Tuesday, April 26, 2022

Actors vs. Show Stealers

This is one of those stories that isn't about education--at least not yet.

In the UK, Equity, the actors trade union, is launching a campaign to "stop AI stealing the show." 

They note a whole host of techy-created problems:

Performers are having their image, voice or likeness reproduced without their consent. Or pay.

Contractors are keeping performers in the dark about what, exactly, their rights are in an AI contract. 

There's a whole world of issues beyond the now ever-present use of deepfake and AI technology to create performances by dead actors in big time movies. 
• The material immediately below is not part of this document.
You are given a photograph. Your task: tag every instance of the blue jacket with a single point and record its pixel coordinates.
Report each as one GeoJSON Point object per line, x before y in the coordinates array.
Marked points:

Equity presents some stories like this one:

In the last six months, my voice has been used in huge marketing campaigns by global companies. I don't receive a penny, even though I believe my contract does not allow for third party advertising.

In 2018, I was hired to do a text-for-speech job for a translation app. But in 2020 these recordings were used for the first ever English test-to-speech voice on TikTok, who was not my client.
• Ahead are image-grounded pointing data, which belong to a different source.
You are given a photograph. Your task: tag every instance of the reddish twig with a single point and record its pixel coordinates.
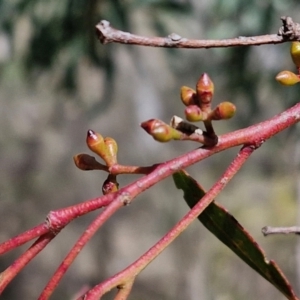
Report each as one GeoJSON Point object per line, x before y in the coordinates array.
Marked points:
{"type": "Point", "coordinates": [107, 34]}
{"type": "Point", "coordinates": [8, 275]}
{"type": "Point", "coordinates": [254, 134]}
{"type": "Point", "coordinates": [131, 271]}
{"type": "Point", "coordinates": [82, 241]}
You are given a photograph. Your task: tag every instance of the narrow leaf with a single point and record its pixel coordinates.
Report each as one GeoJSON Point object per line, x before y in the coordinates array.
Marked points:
{"type": "Point", "coordinates": [230, 232]}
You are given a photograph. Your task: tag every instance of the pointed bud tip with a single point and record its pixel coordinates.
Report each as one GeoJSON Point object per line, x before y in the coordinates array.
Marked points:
{"type": "Point", "coordinates": [287, 78]}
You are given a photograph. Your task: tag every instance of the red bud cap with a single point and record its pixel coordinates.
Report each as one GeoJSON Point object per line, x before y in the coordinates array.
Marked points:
{"type": "Point", "coordinates": [287, 78]}
{"type": "Point", "coordinates": [205, 89]}
{"type": "Point", "coordinates": [112, 149]}
{"type": "Point", "coordinates": [223, 111]}
{"type": "Point", "coordinates": [187, 95]}
{"type": "Point", "coordinates": [193, 113]}
{"type": "Point", "coordinates": [110, 185]}
{"type": "Point", "coordinates": [86, 162]}
{"type": "Point", "coordinates": [295, 53]}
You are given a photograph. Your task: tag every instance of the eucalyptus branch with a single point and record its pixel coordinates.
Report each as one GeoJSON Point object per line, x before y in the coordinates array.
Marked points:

I used to joke with my students that after I died, I would have my body stuffed and mounted with animatronics and be installed on a track in a classroom while recordings of my lessons played. That's no longer a joke--it's an absolutely digitally achievable possibility. The equity complaints remind us that while we're used to seeing dead performers revived on film, techs could do the same thing for the living.

Stories like this remind me of all the times that administrators ask teachers to produce curriculum and lesson plans that are exacting enough that anybody--or anything--could implement them. Can a computer reproduce your classroom performance? And if somebody decided to try to do it, would you have any protections against it?